Bem-vindos à nova era, a das crianças que
não têm tempo para brincar. E a dos adultos obcecados por ocupar-lhes os dias.
Que mundo é este onde a brincadeira se tornou indesejável?
Não fosse um sinal dos tempos e
consideraríamos ridículo escrever um texto sobre a importância de as crianças
brincarem. Afinal, não é isso o que elas fazem? A resposta é assustadoramente
simples: não. E não é o que fazem, sendo isso o que elas são. Nada mais
definidor da infância do que o brincar e, no entanto, nada menos preponderante
na infância destes dias, escolarizada até ao tutano, compartimentada em
atividades sempre organizadas pelo adulto, em casa sujeita ao regime de
trabalhos de casa-TV-telemóvel-tablet antes de deitar e, de manhã, começar tudo
de novo. Este ano, um filme patrocinado pela marca Skip entrava numa prisão de
alta segurança dos Estados Unidos
e mostrava um grupo de reclusos
perturbados com a mera possibilidade de se retirar uma hora às duas horas
diárias de tempo ao ar livre a que estão habituados. “Seria uma tortura”, dizia
um deles. Mas 70% das crianças têm menos de uma hora por dia de brincadeira,
concluiu um estudo da mesma marca. Menos, portanto, do que o tempo mínimo que o
Alto-Comissariado das Nações Unidas para os Direitos Humanos recomenda para
garantir o bem-estar dos prisioneiros.
“Temos uma criança mais centrada nos dedos
do que na locomoção, que é corporalmente passiva e sofre de iliteracia motora”,
diz Carlos Neto, investigador da Faculdade de Motricidade Humana. A estudar
este assunto há duas décadas, não constitui para ele novidade que as crianças
de hoje sejam mais frágeis, mais imaturas e menos capazes de se controlar e
autorregular. “As crianças são dotadas para brincar, é o seu estado natural.

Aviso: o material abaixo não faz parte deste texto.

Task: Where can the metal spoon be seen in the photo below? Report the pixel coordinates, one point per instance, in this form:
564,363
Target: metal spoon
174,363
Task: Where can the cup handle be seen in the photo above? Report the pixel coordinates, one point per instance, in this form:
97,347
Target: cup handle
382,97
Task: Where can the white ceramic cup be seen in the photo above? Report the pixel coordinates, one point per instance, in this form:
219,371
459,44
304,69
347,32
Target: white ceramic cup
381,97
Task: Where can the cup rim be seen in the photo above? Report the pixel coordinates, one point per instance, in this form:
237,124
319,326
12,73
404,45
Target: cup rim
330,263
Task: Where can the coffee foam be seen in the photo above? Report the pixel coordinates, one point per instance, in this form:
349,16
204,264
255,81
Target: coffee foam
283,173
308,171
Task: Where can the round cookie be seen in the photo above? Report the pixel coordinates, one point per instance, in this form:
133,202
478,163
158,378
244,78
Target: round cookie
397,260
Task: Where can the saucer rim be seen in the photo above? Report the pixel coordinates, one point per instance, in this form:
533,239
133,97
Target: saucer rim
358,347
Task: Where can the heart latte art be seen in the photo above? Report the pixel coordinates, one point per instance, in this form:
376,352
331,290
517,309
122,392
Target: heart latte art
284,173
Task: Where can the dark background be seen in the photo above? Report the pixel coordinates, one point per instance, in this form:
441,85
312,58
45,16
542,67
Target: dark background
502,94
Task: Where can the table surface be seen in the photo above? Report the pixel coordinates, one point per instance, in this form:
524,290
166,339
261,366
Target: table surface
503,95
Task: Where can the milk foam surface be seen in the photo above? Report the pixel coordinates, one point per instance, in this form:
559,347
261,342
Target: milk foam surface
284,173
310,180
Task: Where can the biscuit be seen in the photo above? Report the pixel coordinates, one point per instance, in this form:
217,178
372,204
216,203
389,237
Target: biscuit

Precisam de ser perseguidas, de perseguir, lutar, correr, esconder-se,
inventar. E a sociedade faz um esforço para as ter quietas e em silêncio”,
comenta o especialista. Num quadro de quase permanente institucionalização, em
que os mais novos passam na escola quase tantas horas diárias quanto um adulto
no trabalho — de 27,5 a 30 horas semanais nos 1º e 2º ano do 1º ciclo e até
32,5 horas no 3º e 4º ano —, a configuração do seu tempo livre nesse espaço
revela-se determinante. E a escola “ainda trata o recreio como algo avulso ao
processo de ensino”, sem perceber que “o tempo para brincar deve ser bem
estruturado e encarado como um contributo para se aprender dentro da sala de
aula”.
No jardim de infância a situação é
semelhante. Em Portugal, de fevereiro a maio — a estação invernal — as crianças
passam apenas uma média de 10,8% do seu tempo em espaço exteriores, mais
apetecíveis para a brincadeira livre. Este é um dos dados que constam do estudo
“Interação Criança-Espaço Exterior em Jardim de Infância”, da autoria de Aida
Figueiredo. A professora da Universidade de Aveiro concluiu ainda que, nas
creches observadas, os bebés com menos de um ano só saíram ao exterior duas
vezes em quatro meses. O estudo serve também para comparar realidades
educativas opostas: se na Noruega, por exemplo, são exigidos entre 24,2 e 33 m2
por criança, em Portugal apenas são previstos 4 m2 por criança.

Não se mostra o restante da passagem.